Caregivers don’t always have it easy. It can be a rewarding job, but caregivers also find themselves up against many challenges. Therefore, there are certain things caregivers need to be successful. We’ll share the qualities you’ll need if you’re seeking caregiver jobs. And, the key elements of caregiver training and caregiver support that help caregivers succeed in the workplace. We’ll also share some advice for families about caregiver duties, communication and more.

What are the qualities of successful caregivers?

Caregivers need to be empathetic and patient. But, perhaps most importantly, they need to be interested in learning and open to feedback. Because caregiving is a continual learning process and each client is different, the ability to learn from feedback is essential. (We’ll share more about what companies and clients can do to provide useful feedback, too.)

A caregiver should be open to finding out how clients like things done. Caregiving is highly personal and this can make or break the experience for the client. Elder clients are already facing a great deal of loss of control as it is.

Caregivers should enjoy variety in their work. This is not a job that you go to every day and perform the same tasks again and again. Even your workplace itself often changes from day to day or week to week. You’ll have different clients over time and their needs will change. Caregivers have to be adaptable. For someone who likes varied tasks and a bit of freedom and creativity in the workplace, caregiving is an ideal career. Check out some inspiration from caregivers about why they love what they do.

Training for Caregivers’ Success

Proper training is essential for caregivers to be successful. This has always been a top focus at EasyLiving. We built our own caregiver orientation and training program. Our caregivers get access to free, online/mobile training modules for continuing education. We also provide on-site training and supervision. For example, we go out to the home to demonstrate how to use medical equipment and review/test caregivers on their on-the-job skills.

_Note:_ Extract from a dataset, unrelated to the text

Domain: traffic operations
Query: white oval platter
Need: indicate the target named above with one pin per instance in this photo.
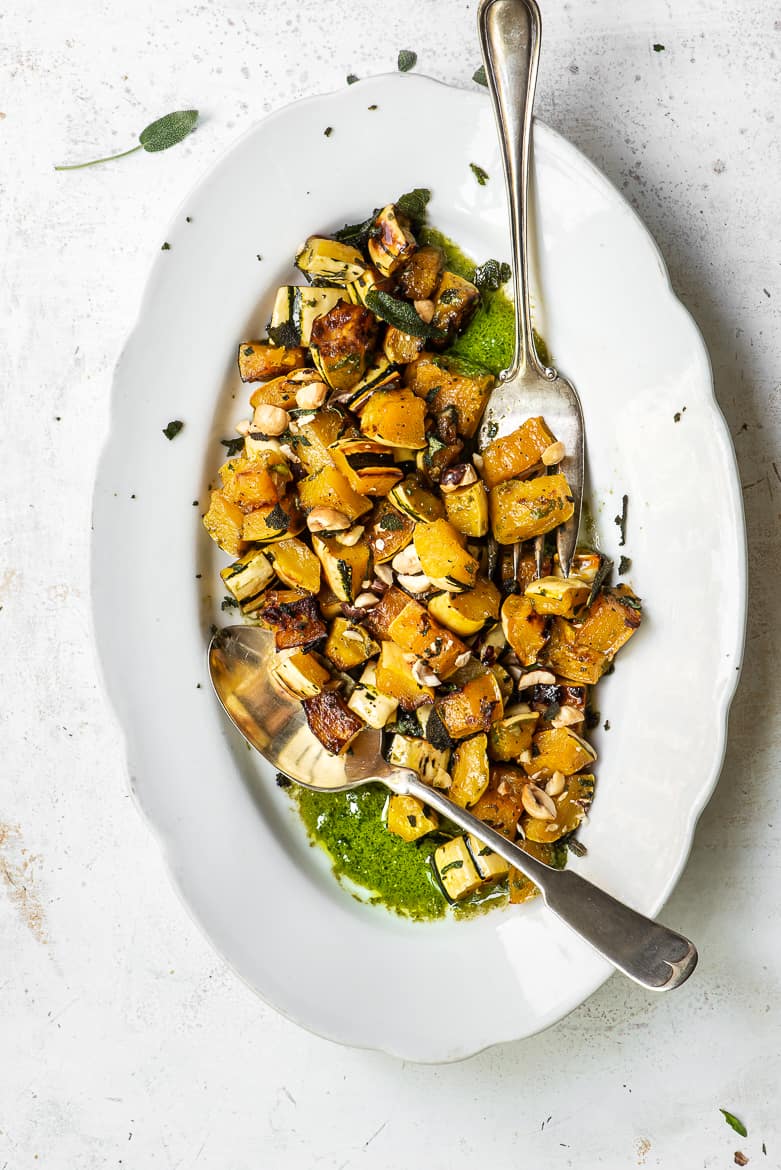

Always find out about your home health company’s training program. They should meet all state requirements, but also have an emphasis on training in both philosophy and practice. Just as caregivers need to have an interest in learning, the company should always be working to improve.

Sometimes families ask us for a Certified Nursing Assistant (CNA) for home care. They don’t realize there are different qualifications for caregivers, including CNA and HHA (home health aide). Both can manage the types of tasks elders need, but often HHAs are better equipped for a home care environment. CNA training tends to be focused more on care in facilities. So, for example, a CNA may not learn tips and techniques for giving a bath in a typical home’s tub. They may learn about helping a patient in a hospital bed and handling a shower in the accessible showers most facilities have. Home health aides, as mentioned above, need to be very adaptable to manage different setups they may encounter in homes. HHA training and experience, along with the training we provide, help make the caregivers ready to handle the clients’ needs in a non-institutional environment.

Talk to the home care company about how they select, screen, train and match caregivers. Their staffing teams are typically skilled at making a good match so that you get the right skill set for your needs.

The Next Ingredients of Successful Caregiving: Preparation and Feedback

When your family plans to bring a caregiver into the home, being honest and upfront will help everyone have the best experience. Think beforehand about what Mom/Dad really needs, where you see things going, your concerns, etc. Don’t try to sugarcoat the situation or hide things. To be fair, your aging parent may be doing a bit of this with you so it can sometimes be hard to know exactly where things stand. Getting a care management assessment ahead of time can help. The care manager may see things you don’t and can also ask insightful questions to help build a careplan that will work.

This also falls to the home care company. Rather than just send someone out to handle the task you call about, they should ask you questions. And, listen. They should build a personalized care plan. All of this helps ensure a caregiver understands expectations and can handle your needs.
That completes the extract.